The British comic’s humor strikes a balance between highbrow commentary and silly fun.
Not only has Eddie Izzard maintained his talent for free-associating on 3-inch heels. He’s honed it to a point as sharp as the tops of those highly arched brows.
Granted, since his touring show “Force Majeure” is on its last U.S. leg, the cross-dressing Brit bad boy could no doubt at this point do it while polishing his nails.

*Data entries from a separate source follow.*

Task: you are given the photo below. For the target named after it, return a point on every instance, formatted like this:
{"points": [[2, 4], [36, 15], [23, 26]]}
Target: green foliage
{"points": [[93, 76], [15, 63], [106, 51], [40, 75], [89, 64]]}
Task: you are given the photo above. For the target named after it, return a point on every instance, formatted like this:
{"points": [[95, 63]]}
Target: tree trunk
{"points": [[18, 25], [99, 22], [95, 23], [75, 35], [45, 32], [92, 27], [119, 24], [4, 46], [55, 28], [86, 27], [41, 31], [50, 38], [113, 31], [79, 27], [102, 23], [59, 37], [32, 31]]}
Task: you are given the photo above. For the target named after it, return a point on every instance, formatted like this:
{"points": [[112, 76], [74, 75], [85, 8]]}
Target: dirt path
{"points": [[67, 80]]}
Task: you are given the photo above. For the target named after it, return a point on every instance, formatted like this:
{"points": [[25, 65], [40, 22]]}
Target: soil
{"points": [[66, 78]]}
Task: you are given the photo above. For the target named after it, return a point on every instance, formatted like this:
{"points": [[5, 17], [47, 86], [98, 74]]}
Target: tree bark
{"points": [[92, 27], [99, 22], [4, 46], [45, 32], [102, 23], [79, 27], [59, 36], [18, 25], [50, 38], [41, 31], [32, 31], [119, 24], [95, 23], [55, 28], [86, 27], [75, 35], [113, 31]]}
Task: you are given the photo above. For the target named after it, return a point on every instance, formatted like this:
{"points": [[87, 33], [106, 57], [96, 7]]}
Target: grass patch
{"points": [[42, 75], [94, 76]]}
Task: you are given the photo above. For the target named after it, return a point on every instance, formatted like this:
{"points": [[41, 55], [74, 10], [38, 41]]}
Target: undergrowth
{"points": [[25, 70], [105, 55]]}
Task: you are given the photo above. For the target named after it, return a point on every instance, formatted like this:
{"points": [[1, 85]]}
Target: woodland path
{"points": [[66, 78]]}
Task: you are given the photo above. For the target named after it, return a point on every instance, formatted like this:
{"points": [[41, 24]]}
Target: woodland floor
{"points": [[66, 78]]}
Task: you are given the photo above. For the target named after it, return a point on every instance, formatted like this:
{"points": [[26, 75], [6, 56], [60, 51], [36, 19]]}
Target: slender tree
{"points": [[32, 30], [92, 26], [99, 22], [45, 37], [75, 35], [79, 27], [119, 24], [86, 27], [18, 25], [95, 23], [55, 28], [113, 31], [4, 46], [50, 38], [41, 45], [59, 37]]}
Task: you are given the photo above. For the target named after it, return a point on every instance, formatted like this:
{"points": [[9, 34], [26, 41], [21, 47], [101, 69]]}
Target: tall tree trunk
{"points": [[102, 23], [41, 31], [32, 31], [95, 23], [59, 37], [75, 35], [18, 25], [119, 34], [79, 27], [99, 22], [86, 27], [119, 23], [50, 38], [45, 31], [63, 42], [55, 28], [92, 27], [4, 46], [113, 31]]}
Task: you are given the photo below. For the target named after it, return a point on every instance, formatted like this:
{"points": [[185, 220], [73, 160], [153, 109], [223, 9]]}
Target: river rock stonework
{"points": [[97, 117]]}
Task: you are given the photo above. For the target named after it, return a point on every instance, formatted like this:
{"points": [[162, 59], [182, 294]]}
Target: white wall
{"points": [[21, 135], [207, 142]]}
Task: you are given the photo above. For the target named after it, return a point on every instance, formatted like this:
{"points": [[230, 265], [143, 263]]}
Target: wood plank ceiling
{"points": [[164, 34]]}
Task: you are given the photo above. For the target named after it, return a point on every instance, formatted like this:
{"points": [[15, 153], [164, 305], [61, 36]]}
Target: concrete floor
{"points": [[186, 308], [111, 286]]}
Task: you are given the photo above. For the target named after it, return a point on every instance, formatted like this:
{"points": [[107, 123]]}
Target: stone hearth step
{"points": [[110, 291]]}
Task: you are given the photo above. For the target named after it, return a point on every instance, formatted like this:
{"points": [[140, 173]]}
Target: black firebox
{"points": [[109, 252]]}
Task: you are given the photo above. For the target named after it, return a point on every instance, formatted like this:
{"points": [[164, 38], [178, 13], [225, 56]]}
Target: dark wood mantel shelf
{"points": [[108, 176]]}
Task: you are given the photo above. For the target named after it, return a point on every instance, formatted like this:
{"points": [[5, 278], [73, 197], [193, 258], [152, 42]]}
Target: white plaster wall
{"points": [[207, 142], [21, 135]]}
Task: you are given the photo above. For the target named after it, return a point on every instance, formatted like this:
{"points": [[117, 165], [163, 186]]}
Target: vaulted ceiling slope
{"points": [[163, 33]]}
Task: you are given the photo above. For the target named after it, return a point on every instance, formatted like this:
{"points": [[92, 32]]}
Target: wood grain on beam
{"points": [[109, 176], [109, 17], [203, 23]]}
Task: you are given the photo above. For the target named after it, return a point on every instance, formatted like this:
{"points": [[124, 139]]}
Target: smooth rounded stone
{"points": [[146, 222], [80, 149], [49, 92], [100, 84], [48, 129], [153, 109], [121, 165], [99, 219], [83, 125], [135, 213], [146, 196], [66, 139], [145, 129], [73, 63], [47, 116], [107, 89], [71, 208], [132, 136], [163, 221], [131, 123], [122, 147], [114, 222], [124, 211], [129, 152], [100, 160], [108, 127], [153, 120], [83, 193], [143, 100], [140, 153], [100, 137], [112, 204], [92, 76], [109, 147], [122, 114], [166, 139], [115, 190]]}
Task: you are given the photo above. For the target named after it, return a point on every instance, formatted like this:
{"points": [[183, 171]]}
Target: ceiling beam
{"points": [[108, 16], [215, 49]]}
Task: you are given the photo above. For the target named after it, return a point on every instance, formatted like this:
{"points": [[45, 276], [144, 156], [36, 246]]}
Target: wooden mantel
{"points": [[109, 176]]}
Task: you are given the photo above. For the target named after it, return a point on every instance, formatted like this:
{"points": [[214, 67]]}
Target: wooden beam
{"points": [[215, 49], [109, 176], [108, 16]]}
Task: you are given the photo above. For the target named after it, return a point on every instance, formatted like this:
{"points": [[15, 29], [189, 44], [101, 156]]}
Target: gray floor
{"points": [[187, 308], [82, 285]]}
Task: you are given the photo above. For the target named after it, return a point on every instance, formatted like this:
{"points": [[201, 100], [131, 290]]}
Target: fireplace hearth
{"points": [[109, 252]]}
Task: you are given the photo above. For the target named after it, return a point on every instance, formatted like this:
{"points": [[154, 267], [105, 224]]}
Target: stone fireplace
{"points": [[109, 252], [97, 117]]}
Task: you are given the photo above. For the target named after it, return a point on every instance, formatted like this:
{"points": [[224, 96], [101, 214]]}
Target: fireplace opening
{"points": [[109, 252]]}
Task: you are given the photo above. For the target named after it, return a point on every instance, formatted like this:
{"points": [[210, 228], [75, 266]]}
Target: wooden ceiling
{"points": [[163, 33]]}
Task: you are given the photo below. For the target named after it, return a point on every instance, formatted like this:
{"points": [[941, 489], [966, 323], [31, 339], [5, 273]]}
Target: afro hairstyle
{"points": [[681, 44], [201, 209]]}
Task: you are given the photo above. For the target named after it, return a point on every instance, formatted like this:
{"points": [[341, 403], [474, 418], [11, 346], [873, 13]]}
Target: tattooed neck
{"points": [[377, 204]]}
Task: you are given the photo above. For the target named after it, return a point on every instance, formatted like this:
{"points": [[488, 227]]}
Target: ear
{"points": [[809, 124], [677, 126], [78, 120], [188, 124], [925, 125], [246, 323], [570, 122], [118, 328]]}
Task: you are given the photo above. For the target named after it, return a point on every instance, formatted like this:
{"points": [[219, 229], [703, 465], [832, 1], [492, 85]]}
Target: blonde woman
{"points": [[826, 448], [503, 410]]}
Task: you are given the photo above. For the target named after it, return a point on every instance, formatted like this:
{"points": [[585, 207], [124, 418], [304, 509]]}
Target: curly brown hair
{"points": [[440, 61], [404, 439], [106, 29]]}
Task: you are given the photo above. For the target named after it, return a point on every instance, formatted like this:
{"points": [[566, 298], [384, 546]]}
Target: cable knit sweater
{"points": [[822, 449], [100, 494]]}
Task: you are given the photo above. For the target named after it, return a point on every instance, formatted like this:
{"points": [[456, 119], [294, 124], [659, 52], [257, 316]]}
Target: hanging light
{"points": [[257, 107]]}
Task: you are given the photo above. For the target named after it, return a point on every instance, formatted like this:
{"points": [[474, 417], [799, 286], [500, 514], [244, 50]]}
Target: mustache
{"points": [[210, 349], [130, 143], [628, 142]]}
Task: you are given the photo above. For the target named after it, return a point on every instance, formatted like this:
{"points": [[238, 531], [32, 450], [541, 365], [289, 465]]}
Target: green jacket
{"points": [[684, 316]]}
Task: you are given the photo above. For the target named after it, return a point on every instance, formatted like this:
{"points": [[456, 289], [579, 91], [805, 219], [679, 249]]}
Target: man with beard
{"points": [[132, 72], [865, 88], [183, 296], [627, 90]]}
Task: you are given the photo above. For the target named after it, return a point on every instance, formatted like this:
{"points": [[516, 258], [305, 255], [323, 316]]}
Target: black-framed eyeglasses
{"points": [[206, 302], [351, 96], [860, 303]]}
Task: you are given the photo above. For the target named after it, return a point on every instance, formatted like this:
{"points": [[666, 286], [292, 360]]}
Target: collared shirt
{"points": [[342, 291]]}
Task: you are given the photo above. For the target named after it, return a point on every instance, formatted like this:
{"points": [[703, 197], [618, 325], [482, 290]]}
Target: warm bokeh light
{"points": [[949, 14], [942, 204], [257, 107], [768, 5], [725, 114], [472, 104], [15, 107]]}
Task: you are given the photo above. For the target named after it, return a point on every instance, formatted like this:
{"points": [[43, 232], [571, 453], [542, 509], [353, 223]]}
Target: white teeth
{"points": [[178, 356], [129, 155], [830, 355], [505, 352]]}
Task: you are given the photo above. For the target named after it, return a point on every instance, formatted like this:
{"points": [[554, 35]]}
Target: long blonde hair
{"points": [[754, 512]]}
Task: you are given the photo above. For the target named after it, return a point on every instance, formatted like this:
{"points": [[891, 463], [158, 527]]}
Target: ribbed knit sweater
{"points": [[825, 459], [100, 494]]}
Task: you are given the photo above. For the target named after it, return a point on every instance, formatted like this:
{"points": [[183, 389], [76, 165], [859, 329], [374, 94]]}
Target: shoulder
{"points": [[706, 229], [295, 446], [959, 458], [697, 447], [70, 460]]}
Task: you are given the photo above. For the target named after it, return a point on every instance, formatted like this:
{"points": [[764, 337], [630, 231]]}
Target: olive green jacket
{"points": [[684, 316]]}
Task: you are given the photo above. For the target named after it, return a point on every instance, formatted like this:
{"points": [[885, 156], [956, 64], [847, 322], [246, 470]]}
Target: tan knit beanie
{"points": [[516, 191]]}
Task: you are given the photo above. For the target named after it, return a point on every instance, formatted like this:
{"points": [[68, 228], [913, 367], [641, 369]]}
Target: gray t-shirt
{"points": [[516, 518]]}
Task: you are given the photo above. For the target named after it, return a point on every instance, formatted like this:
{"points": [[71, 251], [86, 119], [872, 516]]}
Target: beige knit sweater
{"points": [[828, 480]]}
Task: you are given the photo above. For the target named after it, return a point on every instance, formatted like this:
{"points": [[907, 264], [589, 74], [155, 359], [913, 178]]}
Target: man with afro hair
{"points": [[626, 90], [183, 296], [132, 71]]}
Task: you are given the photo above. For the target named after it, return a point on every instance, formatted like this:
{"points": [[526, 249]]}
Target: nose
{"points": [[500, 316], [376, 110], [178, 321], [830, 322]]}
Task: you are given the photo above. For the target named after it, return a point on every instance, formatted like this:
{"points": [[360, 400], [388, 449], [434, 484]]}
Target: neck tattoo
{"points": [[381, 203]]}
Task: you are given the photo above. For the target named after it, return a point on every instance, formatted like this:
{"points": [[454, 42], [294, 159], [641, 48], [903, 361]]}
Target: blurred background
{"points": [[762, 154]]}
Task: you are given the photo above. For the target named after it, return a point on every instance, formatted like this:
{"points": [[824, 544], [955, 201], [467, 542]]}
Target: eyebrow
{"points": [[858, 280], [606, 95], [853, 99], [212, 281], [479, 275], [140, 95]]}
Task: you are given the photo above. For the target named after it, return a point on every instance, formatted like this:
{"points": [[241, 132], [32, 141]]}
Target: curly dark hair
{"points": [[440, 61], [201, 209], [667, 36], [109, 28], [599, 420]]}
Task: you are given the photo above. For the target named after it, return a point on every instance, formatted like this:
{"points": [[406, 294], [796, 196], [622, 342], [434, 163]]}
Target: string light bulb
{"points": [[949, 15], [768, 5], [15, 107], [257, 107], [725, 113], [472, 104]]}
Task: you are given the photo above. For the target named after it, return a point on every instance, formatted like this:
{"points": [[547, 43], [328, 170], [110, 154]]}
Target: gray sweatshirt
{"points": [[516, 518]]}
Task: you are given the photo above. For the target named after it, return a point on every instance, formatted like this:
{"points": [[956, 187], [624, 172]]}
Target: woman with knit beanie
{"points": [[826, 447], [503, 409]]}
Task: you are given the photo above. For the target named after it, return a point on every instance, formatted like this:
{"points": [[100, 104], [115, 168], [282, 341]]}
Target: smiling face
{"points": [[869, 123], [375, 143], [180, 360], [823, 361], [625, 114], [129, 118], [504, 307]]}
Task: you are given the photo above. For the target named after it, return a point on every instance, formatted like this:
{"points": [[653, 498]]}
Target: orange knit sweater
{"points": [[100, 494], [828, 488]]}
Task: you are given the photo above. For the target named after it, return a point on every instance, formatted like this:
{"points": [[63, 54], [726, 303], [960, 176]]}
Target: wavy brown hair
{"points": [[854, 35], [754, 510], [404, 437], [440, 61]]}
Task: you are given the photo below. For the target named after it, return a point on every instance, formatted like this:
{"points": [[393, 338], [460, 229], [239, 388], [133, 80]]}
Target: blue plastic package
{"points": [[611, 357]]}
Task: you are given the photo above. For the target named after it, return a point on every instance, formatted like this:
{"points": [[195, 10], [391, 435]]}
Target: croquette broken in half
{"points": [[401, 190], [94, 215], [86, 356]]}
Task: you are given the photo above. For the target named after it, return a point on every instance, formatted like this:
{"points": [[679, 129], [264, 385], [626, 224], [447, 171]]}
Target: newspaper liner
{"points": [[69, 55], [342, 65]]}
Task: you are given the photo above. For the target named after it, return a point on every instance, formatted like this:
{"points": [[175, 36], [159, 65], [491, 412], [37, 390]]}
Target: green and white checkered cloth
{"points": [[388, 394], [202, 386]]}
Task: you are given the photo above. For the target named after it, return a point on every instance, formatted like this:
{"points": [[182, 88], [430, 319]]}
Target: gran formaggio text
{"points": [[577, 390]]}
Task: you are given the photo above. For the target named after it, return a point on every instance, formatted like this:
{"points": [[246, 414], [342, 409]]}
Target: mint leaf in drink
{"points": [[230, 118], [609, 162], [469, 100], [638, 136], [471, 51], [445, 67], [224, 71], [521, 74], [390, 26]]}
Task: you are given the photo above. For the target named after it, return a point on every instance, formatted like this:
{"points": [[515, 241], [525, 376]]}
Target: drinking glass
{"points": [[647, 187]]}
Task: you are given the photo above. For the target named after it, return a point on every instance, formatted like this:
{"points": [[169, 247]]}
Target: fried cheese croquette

But strutting across the Orpheum stage Friday night, cracking wise like some brainy bantam rooster, the comic, actor and aspiring political candidate made the audience feel he was making it all up on the spot.
Channeling Patrick Macnee’s character from the original “The Avengers” in a black suit and bowler hat, Izzard spent the first half of his show riffing on 17th century English kings and Christianity, wondering if God had a high, whiny voice, would anyone listen?
He gave a nod to both Minneapolis and St. Paul, even name-checking Al Franken before launching into his stock in trade, silly yet sophisticated stream of consciousness, boomeranging from one topic to the next — Margaret Thatcher, “Clash of the Titans,” Julius Caesar and chicken Caesar salad — and making nonsensical connections between them. His act is sparse on one-liners, relying instead on sucking the audience into his manic reverie, and nine times out of 10 he’s successful.
Izzard was once dubbed “the lost Python” by Monty Python member John Cleese, and his affinity for that troupe’s absurdist sensibility and interests remains clear. A versatile performer who skips between drama and comedy, the 52-year-old Izzard shows no signs of settling into a rut. His recent screen credits include playing a family-slaying doctor on TV’s “Hannibal” and right-hand man to Dustin Hoffman’s choir master in the upcoming film “Boychoir.”
A week ago on D-Day, he flew back across the Atlantic to perform “Force Majeur” three times — in English, French and German — in Caen, France. In 2009, he made headlines for running 43 marathons in 51 days for charity. He also plans to run for office in Britain as a Labour Party candidate in 2020. If the crowd’s reaction Friday night is any indication, all he needs to do to win is his particular brand of stand-up alchemy.